Thermal simulations of a moving electron beam heating a solid substrate were conducted with different heat source models. It was demonstrated that the new heat source model results in a noticeably different temperature distribution than that obtained with traditional models, while the sizes of the molten pool and the HAZ were similar. On the other hand, the simulation of a static electron beam heating a solid domain employing the new heat source revealed that the molten pool formation started underneath the top surface, overturning traditional knowledge. Some specific phenomena, i.e., eruption and explosion, in electron beam manufacturing can be scientifically explained by the new heat source model while traditional models are found to be lacking in this ability.
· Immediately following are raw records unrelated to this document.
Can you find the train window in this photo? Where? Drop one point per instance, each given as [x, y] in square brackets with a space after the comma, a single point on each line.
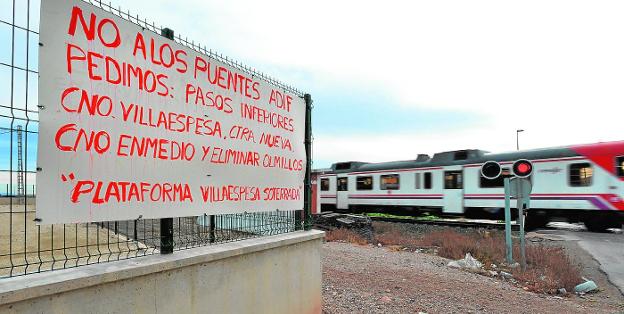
[496, 183]
[324, 184]
[580, 174]
[453, 180]
[417, 180]
[619, 164]
[389, 182]
[342, 184]
[364, 183]
[427, 179]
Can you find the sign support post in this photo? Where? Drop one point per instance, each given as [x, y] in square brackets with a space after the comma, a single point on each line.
[307, 194]
[508, 244]
[166, 224]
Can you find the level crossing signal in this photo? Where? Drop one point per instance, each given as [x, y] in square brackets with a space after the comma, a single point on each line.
[521, 168]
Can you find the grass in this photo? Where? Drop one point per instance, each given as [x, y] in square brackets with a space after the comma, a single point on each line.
[548, 267]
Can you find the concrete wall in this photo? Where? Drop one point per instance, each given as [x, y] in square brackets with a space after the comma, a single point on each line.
[278, 274]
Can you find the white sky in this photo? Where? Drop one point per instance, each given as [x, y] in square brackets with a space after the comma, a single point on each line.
[553, 68]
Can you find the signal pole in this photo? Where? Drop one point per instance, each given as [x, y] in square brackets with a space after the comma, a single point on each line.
[517, 138]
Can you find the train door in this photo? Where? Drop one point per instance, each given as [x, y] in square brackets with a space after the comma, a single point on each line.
[454, 191]
[342, 193]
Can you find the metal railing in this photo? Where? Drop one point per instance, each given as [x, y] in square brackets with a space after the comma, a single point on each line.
[26, 247]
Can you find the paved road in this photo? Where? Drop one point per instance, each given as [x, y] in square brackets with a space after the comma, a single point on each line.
[606, 248]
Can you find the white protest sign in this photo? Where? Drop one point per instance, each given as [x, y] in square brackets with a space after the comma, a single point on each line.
[134, 125]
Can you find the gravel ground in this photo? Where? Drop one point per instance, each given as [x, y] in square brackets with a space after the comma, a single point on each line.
[369, 279]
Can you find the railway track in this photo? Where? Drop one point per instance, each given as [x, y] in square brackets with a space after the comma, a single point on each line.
[449, 223]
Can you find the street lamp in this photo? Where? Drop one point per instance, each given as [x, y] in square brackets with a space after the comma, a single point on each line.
[518, 143]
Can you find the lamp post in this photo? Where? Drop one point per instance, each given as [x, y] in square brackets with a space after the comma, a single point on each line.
[517, 142]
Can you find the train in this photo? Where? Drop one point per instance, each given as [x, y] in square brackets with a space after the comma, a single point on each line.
[577, 183]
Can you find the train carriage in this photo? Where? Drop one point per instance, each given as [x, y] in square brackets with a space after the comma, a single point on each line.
[578, 183]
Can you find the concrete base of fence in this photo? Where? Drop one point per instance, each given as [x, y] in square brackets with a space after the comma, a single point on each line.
[276, 274]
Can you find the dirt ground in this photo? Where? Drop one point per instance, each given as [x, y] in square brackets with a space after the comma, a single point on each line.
[370, 279]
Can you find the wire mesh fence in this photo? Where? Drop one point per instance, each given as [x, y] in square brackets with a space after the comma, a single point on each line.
[26, 247]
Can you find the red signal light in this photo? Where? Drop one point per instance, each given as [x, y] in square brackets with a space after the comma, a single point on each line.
[522, 168]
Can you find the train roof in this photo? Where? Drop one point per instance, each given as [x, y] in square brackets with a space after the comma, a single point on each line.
[458, 157]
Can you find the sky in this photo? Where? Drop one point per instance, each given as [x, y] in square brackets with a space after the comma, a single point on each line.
[394, 79]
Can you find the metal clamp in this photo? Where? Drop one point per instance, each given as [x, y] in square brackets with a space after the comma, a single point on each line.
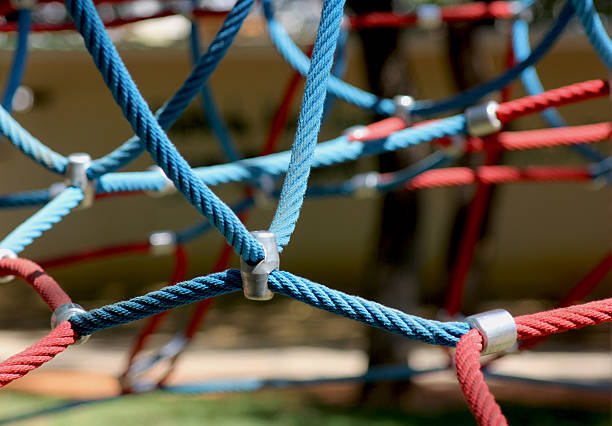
[403, 108]
[162, 243]
[76, 176]
[356, 132]
[23, 4]
[481, 120]
[255, 277]
[429, 16]
[365, 185]
[7, 254]
[168, 184]
[498, 330]
[63, 313]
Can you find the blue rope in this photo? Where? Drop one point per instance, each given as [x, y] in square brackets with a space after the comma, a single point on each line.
[328, 153]
[169, 113]
[339, 69]
[301, 289]
[209, 108]
[25, 199]
[189, 233]
[309, 123]
[42, 220]
[19, 58]
[374, 374]
[147, 128]
[533, 86]
[594, 29]
[296, 58]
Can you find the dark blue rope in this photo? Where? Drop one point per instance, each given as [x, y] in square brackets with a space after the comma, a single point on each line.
[169, 113]
[309, 123]
[147, 128]
[301, 289]
[209, 107]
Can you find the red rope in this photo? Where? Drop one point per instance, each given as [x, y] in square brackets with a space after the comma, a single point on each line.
[476, 392]
[46, 287]
[454, 176]
[33, 357]
[56, 341]
[450, 14]
[508, 111]
[578, 292]
[577, 92]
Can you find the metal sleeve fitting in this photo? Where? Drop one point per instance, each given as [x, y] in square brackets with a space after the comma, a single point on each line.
[481, 120]
[255, 277]
[162, 243]
[76, 176]
[498, 330]
[63, 313]
[7, 254]
[403, 108]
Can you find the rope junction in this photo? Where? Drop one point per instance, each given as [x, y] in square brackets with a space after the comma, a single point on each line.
[450, 137]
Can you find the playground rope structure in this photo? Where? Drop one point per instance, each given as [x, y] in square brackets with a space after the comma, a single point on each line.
[322, 67]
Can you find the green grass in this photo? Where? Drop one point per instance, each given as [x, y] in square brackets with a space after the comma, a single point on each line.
[263, 408]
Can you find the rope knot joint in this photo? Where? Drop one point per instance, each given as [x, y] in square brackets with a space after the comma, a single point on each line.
[255, 277]
[498, 330]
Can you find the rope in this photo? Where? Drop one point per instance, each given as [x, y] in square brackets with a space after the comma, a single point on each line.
[146, 127]
[169, 113]
[301, 289]
[309, 123]
[19, 58]
[42, 220]
[531, 83]
[480, 400]
[33, 357]
[475, 11]
[454, 176]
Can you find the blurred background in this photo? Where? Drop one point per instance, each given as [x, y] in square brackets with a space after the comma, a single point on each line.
[540, 239]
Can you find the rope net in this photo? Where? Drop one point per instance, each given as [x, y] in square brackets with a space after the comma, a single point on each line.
[449, 137]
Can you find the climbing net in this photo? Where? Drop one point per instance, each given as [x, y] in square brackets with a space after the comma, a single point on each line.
[479, 128]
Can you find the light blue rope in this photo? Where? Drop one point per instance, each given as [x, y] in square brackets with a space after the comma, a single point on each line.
[309, 123]
[209, 107]
[169, 113]
[25, 199]
[594, 29]
[301, 289]
[296, 58]
[42, 220]
[20, 56]
[147, 128]
[533, 86]
[328, 153]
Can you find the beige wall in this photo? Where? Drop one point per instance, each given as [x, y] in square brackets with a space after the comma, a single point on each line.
[546, 236]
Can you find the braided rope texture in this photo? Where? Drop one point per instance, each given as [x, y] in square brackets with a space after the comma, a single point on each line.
[564, 319]
[42, 220]
[480, 400]
[46, 287]
[309, 123]
[195, 82]
[586, 90]
[145, 126]
[33, 357]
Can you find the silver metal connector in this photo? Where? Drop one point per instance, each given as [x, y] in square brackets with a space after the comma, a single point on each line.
[481, 120]
[498, 330]
[63, 313]
[255, 277]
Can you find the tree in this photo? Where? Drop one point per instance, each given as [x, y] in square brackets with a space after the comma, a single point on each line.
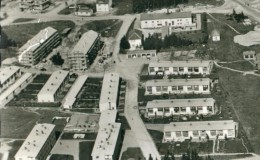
[57, 60]
[124, 44]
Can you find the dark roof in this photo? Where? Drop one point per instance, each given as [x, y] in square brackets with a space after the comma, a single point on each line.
[135, 34]
[156, 16]
[102, 1]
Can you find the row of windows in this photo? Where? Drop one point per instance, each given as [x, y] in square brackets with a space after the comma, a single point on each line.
[178, 88]
[179, 69]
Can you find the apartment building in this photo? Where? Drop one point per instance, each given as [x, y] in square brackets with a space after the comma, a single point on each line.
[141, 54]
[8, 76]
[71, 96]
[38, 144]
[158, 20]
[85, 51]
[171, 107]
[38, 5]
[37, 48]
[109, 92]
[14, 89]
[180, 67]
[107, 144]
[178, 86]
[103, 5]
[53, 86]
[200, 130]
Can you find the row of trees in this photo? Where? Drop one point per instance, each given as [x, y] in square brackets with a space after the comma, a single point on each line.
[143, 5]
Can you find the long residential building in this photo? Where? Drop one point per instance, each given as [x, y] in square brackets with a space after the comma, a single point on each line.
[109, 92]
[37, 48]
[178, 86]
[171, 107]
[107, 142]
[38, 144]
[157, 20]
[200, 130]
[180, 67]
[53, 86]
[15, 88]
[71, 96]
[85, 51]
[8, 75]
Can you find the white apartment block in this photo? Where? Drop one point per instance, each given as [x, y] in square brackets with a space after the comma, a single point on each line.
[180, 67]
[157, 20]
[103, 5]
[38, 144]
[171, 107]
[109, 92]
[106, 146]
[37, 48]
[15, 88]
[178, 86]
[53, 86]
[86, 45]
[71, 96]
[200, 130]
[8, 76]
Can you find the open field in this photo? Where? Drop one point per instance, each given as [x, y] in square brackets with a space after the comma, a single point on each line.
[22, 33]
[18, 122]
[107, 28]
[243, 94]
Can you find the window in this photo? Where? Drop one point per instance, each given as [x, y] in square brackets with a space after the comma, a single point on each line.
[178, 133]
[180, 88]
[213, 133]
[165, 88]
[158, 89]
[175, 69]
[205, 87]
[189, 88]
[167, 134]
[174, 88]
[195, 133]
[195, 87]
[185, 133]
[183, 109]
[196, 69]
[220, 132]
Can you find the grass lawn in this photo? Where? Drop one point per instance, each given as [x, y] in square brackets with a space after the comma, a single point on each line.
[22, 33]
[242, 66]
[15, 147]
[123, 7]
[85, 150]
[243, 93]
[18, 122]
[107, 28]
[134, 153]
[19, 20]
[61, 157]
[226, 49]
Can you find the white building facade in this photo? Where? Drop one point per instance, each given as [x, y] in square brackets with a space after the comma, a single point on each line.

On the basis of this work, evaporation should be investigated, especially because of the vacuum environment. The recoil pressure and molten pool dynamics should be considered based on the implementation of the realistic heat source model, to deeply and accurately understand what is going on in the processes.

In future work, laser beam manufacturing, another widely used manufacturing technology, will be investigated. The heat source models for the laser beam should be different from those used for electron beam due to differing physics. One of the primary differences between the interaction of a laser beam applied to a substrate material and its electron beam counterpart is that most of the photons are deflected rather than absorbed into the material. However, for powder-based additive manufacturing methods, such as selective laser melting (SLM), photons could reach deep into the powder bed because of multi-deflection between particles. Therefore, similar Monte Carlo simulations could be performed to investigate the SLM process from the viewpoint of the particle scale.